Two of my stories came out this week–one on the near future, and one on the distant past.

1. Global warming is beginning to drive evolution of plants and animals. And soon it will be shifting to high gear. Read more at Yale Environment 360.

2. You, me, and the mushroom over there are all eukaryotes. So are slime molds and Giardia. We all share a number of features that set us apart from prokaryotes like E. coli. The split between eukaryotes and other living things is arguably the deepest in all life. In this week’s issue of Science, I have an essay that looks at how the basic eukaryote cell, complete with nucleus, mitochondria, and all its other bells and whistles came to be. Check it out (here or here). And you can also listen to me talk about the question on this week’s Science podcast here.

0 thoughts on “For Your Reading Pleasure: Global Warming Evolution and the Origin of Eukaryotes

  1. “Global warming is beginning to drive evolution of plants and animals.”

    Beginning? Climate change has been a major factor in evolutionary change for eons. I’m assuming you mean man-made climate change.

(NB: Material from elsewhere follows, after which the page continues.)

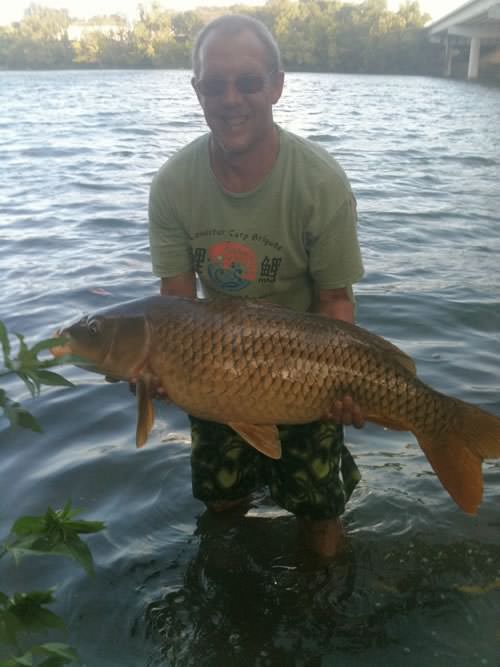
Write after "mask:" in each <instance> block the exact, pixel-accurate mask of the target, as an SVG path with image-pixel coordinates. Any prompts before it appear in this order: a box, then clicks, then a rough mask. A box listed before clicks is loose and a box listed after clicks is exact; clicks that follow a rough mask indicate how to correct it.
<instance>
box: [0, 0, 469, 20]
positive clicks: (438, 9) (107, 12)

  2. The sun is the cause of global temperature changes, humans have very little impact on global temperatures. Global warming was coined in the late 70’s as a way to tax air. CO2 rising follows temperature changes.

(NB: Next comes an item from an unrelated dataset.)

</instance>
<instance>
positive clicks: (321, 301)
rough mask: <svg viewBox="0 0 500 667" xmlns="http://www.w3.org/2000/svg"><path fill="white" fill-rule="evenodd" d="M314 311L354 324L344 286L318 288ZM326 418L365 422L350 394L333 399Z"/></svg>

    Evolution is a religion that had one source, a group of wealthy individuals who practiced inbreeding, this is important because, if you believe that genetic variability helps species survive, why would you marry and have children with your first and second cousins only?

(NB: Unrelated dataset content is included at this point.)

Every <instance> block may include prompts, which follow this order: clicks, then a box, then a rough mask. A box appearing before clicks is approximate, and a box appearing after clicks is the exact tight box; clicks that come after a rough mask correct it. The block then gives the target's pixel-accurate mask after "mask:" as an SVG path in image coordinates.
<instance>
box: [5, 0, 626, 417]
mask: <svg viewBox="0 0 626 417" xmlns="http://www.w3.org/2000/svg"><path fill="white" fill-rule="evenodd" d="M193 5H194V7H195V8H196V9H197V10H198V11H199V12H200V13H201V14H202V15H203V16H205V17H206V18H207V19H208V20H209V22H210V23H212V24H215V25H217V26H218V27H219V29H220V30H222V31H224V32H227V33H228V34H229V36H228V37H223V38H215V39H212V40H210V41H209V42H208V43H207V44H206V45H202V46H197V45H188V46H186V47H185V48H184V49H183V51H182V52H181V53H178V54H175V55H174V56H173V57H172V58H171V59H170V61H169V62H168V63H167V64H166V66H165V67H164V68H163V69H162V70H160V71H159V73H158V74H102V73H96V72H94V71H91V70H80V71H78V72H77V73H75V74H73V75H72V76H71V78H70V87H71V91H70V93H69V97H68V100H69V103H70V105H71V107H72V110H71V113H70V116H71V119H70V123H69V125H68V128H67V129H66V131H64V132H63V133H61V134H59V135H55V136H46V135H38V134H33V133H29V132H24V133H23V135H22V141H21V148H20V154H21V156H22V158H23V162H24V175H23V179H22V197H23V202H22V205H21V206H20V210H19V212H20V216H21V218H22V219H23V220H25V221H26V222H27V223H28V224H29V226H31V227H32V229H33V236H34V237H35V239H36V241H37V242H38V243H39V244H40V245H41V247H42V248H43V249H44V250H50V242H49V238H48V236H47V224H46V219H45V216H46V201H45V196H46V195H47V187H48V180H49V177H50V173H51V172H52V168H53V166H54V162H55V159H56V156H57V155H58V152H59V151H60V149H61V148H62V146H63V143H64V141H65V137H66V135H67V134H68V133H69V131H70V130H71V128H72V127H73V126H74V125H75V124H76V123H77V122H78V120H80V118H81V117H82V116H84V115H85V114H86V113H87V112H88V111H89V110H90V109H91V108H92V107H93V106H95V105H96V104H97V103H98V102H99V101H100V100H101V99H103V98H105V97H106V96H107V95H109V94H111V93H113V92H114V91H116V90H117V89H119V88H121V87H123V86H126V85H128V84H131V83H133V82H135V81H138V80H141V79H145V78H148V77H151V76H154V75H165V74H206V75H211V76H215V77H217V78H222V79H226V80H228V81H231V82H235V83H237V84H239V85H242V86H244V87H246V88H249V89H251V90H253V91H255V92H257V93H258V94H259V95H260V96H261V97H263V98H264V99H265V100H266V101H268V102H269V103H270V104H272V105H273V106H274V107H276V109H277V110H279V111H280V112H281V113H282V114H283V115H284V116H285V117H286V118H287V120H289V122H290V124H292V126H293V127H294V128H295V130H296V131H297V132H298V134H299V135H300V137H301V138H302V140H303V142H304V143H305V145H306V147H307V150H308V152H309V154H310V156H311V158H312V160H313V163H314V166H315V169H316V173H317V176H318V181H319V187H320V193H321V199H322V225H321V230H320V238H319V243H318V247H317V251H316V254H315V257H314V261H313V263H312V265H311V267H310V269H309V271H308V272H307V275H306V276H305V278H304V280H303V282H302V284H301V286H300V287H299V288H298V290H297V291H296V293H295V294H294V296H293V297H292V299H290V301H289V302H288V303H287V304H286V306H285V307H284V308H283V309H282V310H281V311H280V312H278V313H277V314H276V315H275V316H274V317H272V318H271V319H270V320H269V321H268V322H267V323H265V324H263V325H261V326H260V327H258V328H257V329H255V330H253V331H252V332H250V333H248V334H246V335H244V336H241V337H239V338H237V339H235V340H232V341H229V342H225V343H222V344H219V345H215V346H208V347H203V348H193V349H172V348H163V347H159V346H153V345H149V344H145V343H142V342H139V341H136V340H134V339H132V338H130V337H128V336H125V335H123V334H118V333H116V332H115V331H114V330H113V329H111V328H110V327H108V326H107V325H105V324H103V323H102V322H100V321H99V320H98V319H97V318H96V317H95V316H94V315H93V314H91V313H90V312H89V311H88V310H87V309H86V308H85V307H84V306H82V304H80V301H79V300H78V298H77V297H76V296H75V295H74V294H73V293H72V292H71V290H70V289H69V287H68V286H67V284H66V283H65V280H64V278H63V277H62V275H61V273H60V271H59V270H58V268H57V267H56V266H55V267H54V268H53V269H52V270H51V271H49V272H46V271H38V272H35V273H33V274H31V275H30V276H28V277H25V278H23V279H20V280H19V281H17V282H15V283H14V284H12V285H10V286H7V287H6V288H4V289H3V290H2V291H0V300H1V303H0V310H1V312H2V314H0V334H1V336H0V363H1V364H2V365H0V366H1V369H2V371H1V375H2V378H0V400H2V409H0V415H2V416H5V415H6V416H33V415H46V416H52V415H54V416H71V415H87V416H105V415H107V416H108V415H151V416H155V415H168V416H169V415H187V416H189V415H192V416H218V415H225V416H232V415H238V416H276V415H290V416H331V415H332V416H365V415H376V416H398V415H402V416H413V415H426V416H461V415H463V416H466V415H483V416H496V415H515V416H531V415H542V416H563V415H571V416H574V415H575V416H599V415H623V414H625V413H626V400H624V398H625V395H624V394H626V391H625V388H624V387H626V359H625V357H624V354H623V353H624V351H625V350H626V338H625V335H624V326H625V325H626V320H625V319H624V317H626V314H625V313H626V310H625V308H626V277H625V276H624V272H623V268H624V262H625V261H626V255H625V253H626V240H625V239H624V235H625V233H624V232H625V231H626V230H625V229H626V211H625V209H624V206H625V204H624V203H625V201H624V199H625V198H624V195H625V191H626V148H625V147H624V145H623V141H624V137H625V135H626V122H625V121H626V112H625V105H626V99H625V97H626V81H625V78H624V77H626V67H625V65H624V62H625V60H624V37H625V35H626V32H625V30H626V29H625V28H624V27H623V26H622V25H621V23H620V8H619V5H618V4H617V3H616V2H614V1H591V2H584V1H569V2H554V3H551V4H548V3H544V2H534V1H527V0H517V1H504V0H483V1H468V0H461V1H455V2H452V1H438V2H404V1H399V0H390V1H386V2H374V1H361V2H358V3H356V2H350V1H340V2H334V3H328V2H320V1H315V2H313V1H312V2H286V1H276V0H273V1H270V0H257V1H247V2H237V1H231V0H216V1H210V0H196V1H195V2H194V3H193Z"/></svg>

    Einstein for example married his cousin, as did Darwin as have nearly all the ruling classes. This explains all of their birth defects which led to their early deaths and their delicate mental states.

    All of the things I have said may upset you, but being people who investigate things, you should make sure that everything I have said is false.

    On the other hand, animals adapting to their surroundings makes perfect sense and the world did not need a plagiarist inbreed to tell them that.

    Happy studying

  3. CD189, Oh, don’t worry your little head over it. I’m not a bit upset after having made sure everything you have said is false.

    Confidently yours, Anchor.

  4. And the pattern persists…

    This is an idea I’ve thought about for decades, ever since it was first pointed out that mitochondria within eukaryotes (for example) may originally have been independent bacteria-like organisms that established residency within larger microbes (through ingestion or by invasion, it matters little in the end) and found the accomodations of that environment tolerable, if not agreeable. It certainly automatically offered another layer of protection against the external slings and arrows of outrageous fortune.

    A completely dispassionate and preconception-free alien visiting the Earth today would note that the basic naked human unit habitually ensconces itself within a vast range of both sedentary and mobile “garments”, from houses and buildings and cities to cars, trains, planes and spacecraft, all of them modularly designed to extend the reach and capacity of the basic unit and support them to perform tasks which in turn supports the metabolism of that vastly greater critter those units call “civilization.”

    Which is why I often regard Los Angeles as “Locust Land” (especially while sitting in a nominal traffic jam). Everybody knows that people put their cars on to commute, and when they do, the resulting creature that runs along rubber tires on prepared pathways is something else. What’s a “human”? That question depends on what they happen to be occupying at any given moment.